Which variables have missing values in the limited data frame? (Select all that apply.)

Exercise 14

Internet.Use

Smartphone

Sex

Age

State

Region

Conservativeness

Info.On.Internet

Privacy.Importance

¨C79CAnonymity.Possible

¨C81CPrivacy.Laws.Effective

Explanation

You can read the number of missing values for each variable from summary(limited)
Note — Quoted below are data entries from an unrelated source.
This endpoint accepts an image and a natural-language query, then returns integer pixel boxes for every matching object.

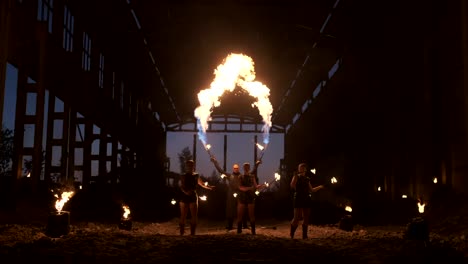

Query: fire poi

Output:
[195,53,273,156]
[119,205,132,231]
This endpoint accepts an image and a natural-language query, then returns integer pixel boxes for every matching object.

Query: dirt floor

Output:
[0,195,468,264]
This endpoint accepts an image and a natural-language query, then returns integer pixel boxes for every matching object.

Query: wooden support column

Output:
[0,0,12,124]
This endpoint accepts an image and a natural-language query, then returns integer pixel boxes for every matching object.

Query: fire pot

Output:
[46,211,70,237]
[119,218,132,231]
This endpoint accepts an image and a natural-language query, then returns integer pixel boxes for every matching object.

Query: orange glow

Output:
[195,53,273,148]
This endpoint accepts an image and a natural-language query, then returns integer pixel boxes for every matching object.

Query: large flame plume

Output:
[54,191,74,213]
[195,53,273,148]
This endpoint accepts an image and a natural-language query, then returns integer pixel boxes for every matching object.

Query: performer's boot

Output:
[289,224,297,238]
[302,225,309,239]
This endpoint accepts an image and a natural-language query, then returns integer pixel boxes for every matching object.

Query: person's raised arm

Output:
[210,157,228,175]
[253,174,266,190]
[198,177,214,190]
[251,160,262,175]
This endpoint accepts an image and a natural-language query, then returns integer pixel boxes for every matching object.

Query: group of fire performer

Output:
[179,160,214,235]
[290,163,324,239]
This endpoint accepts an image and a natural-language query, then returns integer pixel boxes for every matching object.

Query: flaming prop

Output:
[46,190,74,237]
[255,143,267,160]
[119,205,132,231]
[418,202,426,214]
[204,144,213,158]
[54,192,74,214]
[122,205,130,219]
[265,172,281,187]
[195,53,273,149]
[257,172,281,195]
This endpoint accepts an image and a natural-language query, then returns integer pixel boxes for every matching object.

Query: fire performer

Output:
[179,160,214,236]
[211,157,240,230]
[237,160,266,235]
[290,163,324,239]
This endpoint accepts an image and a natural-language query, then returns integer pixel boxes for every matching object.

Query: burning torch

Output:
[255,143,266,160]
[262,172,281,191]
[205,144,214,158]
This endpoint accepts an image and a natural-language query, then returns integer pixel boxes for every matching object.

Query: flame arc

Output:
[194,53,273,146]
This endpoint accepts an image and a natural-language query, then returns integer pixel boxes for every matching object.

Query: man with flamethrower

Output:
[211,156,247,231]
[237,160,266,235]
[290,163,324,239]
[179,160,214,236]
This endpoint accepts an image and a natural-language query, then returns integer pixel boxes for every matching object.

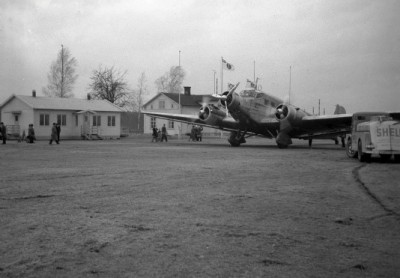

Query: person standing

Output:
[0,122,7,145]
[151,127,158,142]
[56,123,61,144]
[49,123,59,145]
[26,124,36,144]
[161,124,168,142]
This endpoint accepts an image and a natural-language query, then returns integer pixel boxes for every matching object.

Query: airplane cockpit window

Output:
[240,90,256,97]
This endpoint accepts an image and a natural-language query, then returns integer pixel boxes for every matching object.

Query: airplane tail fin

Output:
[333,104,346,115]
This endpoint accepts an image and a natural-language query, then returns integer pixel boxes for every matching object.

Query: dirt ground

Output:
[0,138,400,277]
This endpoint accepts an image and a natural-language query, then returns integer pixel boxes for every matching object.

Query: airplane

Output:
[143,82,352,149]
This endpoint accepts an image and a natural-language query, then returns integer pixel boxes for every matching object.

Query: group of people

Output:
[0,122,61,145]
[151,124,168,142]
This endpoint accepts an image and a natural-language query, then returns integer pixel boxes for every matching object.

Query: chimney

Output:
[183,87,190,96]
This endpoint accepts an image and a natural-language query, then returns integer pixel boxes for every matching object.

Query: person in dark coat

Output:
[0,122,7,144]
[151,127,158,142]
[56,123,61,144]
[161,124,168,142]
[26,124,36,144]
[49,123,59,145]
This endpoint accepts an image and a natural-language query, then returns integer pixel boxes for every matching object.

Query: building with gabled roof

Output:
[0,91,123,139]
[143,87,220,135]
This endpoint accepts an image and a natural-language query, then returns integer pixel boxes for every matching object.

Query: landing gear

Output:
[228,130,246,147]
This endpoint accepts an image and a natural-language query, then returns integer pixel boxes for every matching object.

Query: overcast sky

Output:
[0,0,400,114]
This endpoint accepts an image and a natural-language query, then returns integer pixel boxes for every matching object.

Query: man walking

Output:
[56,123,61,144]
[161,124,168,142]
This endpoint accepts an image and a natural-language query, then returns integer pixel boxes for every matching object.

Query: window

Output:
[150,118,156,128]
[93,116,101,126]
[57,114,67,126]
[107,116,115,126]
[39,114,50,126]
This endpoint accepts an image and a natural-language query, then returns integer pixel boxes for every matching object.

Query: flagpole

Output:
[178,50,182,139]
[221,56,224,95]
[253,60,256,84]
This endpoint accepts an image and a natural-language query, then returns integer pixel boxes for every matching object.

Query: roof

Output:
[143,93,218,107]
[1,95,122,112]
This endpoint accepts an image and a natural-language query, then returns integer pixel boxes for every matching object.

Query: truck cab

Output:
[346,112,400,162]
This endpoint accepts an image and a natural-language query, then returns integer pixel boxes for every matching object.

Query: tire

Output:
[346,137,357,158]
[357,140,371,162]
[379,154,392,162]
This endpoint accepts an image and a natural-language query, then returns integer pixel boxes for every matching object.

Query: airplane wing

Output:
[292,114,352,138]
[142,111,239,131]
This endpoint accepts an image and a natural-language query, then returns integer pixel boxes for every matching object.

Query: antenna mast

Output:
[289,66,292,104]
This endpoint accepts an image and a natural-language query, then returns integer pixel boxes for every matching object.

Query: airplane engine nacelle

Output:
[199,105,226,125]
[226,93,240,111]
[275,104,307,131]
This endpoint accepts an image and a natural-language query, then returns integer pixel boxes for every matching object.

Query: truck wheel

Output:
[379,154,392,162]
[357,140,371,162]
[346,137,357,158]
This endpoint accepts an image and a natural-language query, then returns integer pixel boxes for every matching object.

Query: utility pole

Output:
[318,99,321,116]
[61,45,64,97]
[178,50,182,139]
[213,70,217,94]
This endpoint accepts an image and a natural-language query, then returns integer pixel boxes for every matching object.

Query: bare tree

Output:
[155,66,186,93]
[42,45,78,98]
[89,66,130,107]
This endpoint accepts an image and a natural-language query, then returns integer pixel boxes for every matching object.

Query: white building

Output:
[0,91,122,140]
[143,87,221,136]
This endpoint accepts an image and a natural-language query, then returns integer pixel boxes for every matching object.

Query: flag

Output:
[222,58,235,70]
[246,79,256,89]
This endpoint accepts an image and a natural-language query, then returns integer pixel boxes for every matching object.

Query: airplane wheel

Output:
[346,138,357,158]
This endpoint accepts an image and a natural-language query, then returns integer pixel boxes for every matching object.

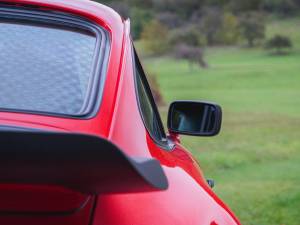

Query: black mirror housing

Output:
[168,101,222,136]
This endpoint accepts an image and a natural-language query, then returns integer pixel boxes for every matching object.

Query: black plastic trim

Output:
[132,45,175,151]
[0,131,168,195]
[0,3,110,119]
[0,196,92,217]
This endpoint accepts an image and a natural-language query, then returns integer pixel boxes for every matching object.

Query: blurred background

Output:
[95,0,300,225]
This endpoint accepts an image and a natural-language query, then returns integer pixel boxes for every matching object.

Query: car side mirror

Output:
[168,101,222,136]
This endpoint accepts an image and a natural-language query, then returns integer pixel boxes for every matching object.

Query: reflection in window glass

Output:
[0,22,96,115]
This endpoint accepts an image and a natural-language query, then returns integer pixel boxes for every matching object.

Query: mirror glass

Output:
[168,102,222,136]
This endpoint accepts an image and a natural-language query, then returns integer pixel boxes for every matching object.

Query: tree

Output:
[175,44,208,69]
[141,20,169,55]
[240,12,265,47]
[265,35,293,55]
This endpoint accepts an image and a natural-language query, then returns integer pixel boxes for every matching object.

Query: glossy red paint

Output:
[0,0,240,225]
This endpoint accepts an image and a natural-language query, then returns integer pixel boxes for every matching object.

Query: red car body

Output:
[0,0,239,225]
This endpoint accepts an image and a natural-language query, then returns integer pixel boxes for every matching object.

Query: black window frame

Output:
[132,44,175,150]
[0,3,111,119]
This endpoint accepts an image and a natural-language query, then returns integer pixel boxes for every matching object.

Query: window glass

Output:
[0,21,96,115]
[135,50,166,142]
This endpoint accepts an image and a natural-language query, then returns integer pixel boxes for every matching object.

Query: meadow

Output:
[138,18,300,225]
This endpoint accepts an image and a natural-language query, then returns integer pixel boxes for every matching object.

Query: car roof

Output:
[1,0,124,31]
[0,0,129,136]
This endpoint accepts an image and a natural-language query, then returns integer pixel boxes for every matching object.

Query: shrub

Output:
[169,25,206,47]
[175,44,208,69]
[240,12,266,47]
[265,35,293,54]
[141,20,169,55]
[130,7,152,40]
[199,8,223,45]
[147,74,165,106]
[216,12,240,45]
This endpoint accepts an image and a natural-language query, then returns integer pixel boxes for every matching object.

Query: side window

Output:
[134,48,167,144]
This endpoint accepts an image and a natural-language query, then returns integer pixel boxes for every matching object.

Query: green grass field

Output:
[138,19,300,225]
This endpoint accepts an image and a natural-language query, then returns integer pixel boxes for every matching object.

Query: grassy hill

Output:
[138,18,300,225]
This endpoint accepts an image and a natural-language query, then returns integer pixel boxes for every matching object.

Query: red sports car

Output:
[0,0,239,225]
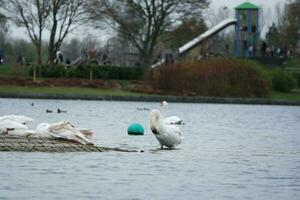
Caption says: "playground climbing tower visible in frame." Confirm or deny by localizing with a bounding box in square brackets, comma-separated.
[234, 2, 259, 57]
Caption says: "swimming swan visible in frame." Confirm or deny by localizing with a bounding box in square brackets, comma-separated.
[150, 110, 183, 149]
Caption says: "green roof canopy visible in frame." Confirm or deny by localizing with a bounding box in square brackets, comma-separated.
[235, 2, 259, 10]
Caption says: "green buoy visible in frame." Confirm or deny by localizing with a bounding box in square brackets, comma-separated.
[127, 123, 144, 135]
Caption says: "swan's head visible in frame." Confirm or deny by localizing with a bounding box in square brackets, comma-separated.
[35, 123, 50, 132]
[150, 109, 162, 134]
[160, 101, 168, 108]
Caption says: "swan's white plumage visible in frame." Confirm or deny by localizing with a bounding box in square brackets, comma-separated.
[150, 110, 183, 148]
[35, 121, 93, 144]
[0, 117, 31, 136]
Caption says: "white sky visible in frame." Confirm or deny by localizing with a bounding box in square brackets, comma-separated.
[11, 0, 288, 40]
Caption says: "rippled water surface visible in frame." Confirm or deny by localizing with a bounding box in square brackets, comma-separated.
[0, 99, 300, 200]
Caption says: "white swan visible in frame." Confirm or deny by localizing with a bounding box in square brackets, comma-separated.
[150, 110, 183, 149]
[0, 117, 32, 136]
[34, 121, 94, 144]
[160, 101, 184, 125]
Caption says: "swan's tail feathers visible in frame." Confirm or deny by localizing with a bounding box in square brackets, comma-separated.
[79, 128, 94, 140]
[24, 129, 38, 138]
[75, 135, 94, 145]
### Problem 3.2 - Summarizing Opinions about Internet Privacy

What is the average number of pieces of personal information on the Internet, according to the Info.On.Internet variable?

Exercise 15

Numerical Response

Explanation

This can be obtained with mean(limited\$Info.On.Internet) or summary(limited\$Info.On.Internet)

### Problem 3.3 - Summarizing Opinions about Internet Privacy

How many interviewees reported a value of 0 for Info.On.Internet?

Exercise 16

Numerical Response

How many interviewees reported the maximum value of 11 for Info.On.Internet?

Exercise 17

Numerical Response

Explanation

These can be read from table(limited\$Info.On.Internet)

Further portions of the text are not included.